Он с надеждой взглянул на меня.
– Нет. Я просто гость.
– Она должна сегодня оплатить счет или выселиться.
Я кивнул в знак понимания.
– Слушай, парень, если ты ее приятель, то лучше бы ты помог ей заплатить. Мы здесь благотворительностью не занимаемся, – заявил старик, уменьшая громкость радиоприемника. – Я давно работаю, очень давно, и только потому, что не даю уровню посетителей упасть. Не могу держать тех, кто не платит. – Он нашел платок и вытер глаза. – Я не вредничаю, а просто говорю, чтобы ты знал – на тот случай, если решишь помочь этой Салсинес.
– Сколько вы берете за неделю?
– Если у них вид надежный, то беру сто шестьдесят два. Это двадцать три доллара четырнадцать центов за ночь – дешевле не бывает.
– Она задолжала за неделю?
– Ага. И если не заплатит, то сегодня выселяется.
Я протянул ему кредитку:
– Занесите на счет. Не можете назвать мне номер комнаты?
Он покачал головой:
– Я никого наверх не пускаю.
– Боитесь, что я подожгу заведение?
– Нельзя, чтобы люди ходили туда-сюда.
– А исключение сделать нельзя? – спросил я, подписывая квитанцию.
Он вернул мне кредитку и прилежно уставился на свой бланк тотализатора. У него были сделаны все ставки.
– Нет, сэр, не могу.
– А за пятьдесят долларов наличными можно сделать исключение?
– Да, сэр, наверное, можно.
Я вручил ему деньги – на пару новых ставок. Он вытащил скоросшиватель и провел узловатым пальцем по длинному списку имен, а потом поперек листа, чтобы найти номер комнаты.
– Она знает, что ты пришел?
– Нет, – ответил я, – вряд ли.
Мистер Клэммерс набрал какой-то номер, подождал минуту, промямлил что-то в трубку, выслушал ответ, а потом посмотрел на меня:
– Она спрашивает, чего ты хочешь.
– Скажите ей, что я всего на несколько минут.
Он так и сделал, искоса поглядывая на меня – как мне показалось, с растущим подозрением.
– Она говорит, что не виновата, что ее уволили.
– Да. Я это знаю.
Управляющий гостиницей повесил трубку.
– Четыре – шестьдесят шесть.
Шаткие деревянные перила помогли мне подняться на четвертый этаж, я оказался в длинном коридоре без окон, вдоль которого под потолком были проложены проржавевшие трубы противопожарной системы, а пол устилала анилиново-красная дорожка, усеянная комочками жвачки. В коридоре пахло инсектицидом и застоявшимся сигаретным дымом. Мне вдруг пришло в голову, что в комнате с Марией и Долорес может оказаться ее муж, и тогда... И тогда я не знал бы, что мне делать. Двери были крепкими, деревянными, на некоторых остались многочисленные дырки от предыдущих замков, и на каждой – аккуратно покрашенный золотой краской номер комнаты. Я шел по коридору мимо номеров, миновав мусорный бак с бутылками из-под вина и виски. Если не считать тихого плача за одной из дверей, в темном коридоре было тихо, как в склепе. Гостиница была если и не самая плохая, то близко к этому: здесь в анонимной тишине кончались жизни, и трупы обнаруживали только по прошествии нескольких дней.

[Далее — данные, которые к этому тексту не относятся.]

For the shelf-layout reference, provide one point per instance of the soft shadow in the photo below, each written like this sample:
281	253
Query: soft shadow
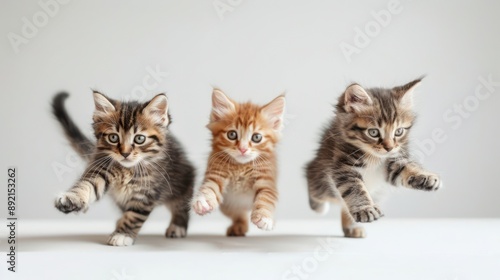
192	243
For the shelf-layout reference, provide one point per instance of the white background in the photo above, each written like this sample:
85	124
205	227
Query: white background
256	51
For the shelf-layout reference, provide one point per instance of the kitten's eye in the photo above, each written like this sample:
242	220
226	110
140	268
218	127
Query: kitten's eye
232	135
373	132
113	138
256	137
139	139
399	131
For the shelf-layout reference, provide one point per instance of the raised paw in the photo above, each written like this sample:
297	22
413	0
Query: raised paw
426	182
120	239
203	204
175	231
237	229
70	202
262	221
367	214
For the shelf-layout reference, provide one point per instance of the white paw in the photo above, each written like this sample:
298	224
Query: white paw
203	205
323	209
120	239
175	231
263	222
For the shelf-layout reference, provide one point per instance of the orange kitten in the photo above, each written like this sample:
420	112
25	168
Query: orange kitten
241	172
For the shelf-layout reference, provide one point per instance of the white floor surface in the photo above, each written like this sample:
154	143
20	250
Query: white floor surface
444	249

Я услышал, как позади меня открылась дверь.
– Ты здесь новый? - вопросил странно высокий голос.
Я обернулся и увидел худую длинную фигуру в халате и чулках: волосы шокирующе рыжие, лицо – яркая маска косметики. Это был мужчина. Кружевной черный бюстгальтер украшал жалкое тесто его сисек. Волосы на торсе были выбриты.
– Я спросил, ты здесь новенький, милок?
Он распахнул халат, демонстрируя чулки с подвязками, выбритый пах и пенис с полудюжиной золотых колечек. Я посмотрел ему в лицо. Он облизал губы влажным языком, проткнутым английской булавкой.
Я покачал головой:
– Вы не к тому обращаетесь.
– Ты уверен? – промурлыкал он. – Можно продегустировать.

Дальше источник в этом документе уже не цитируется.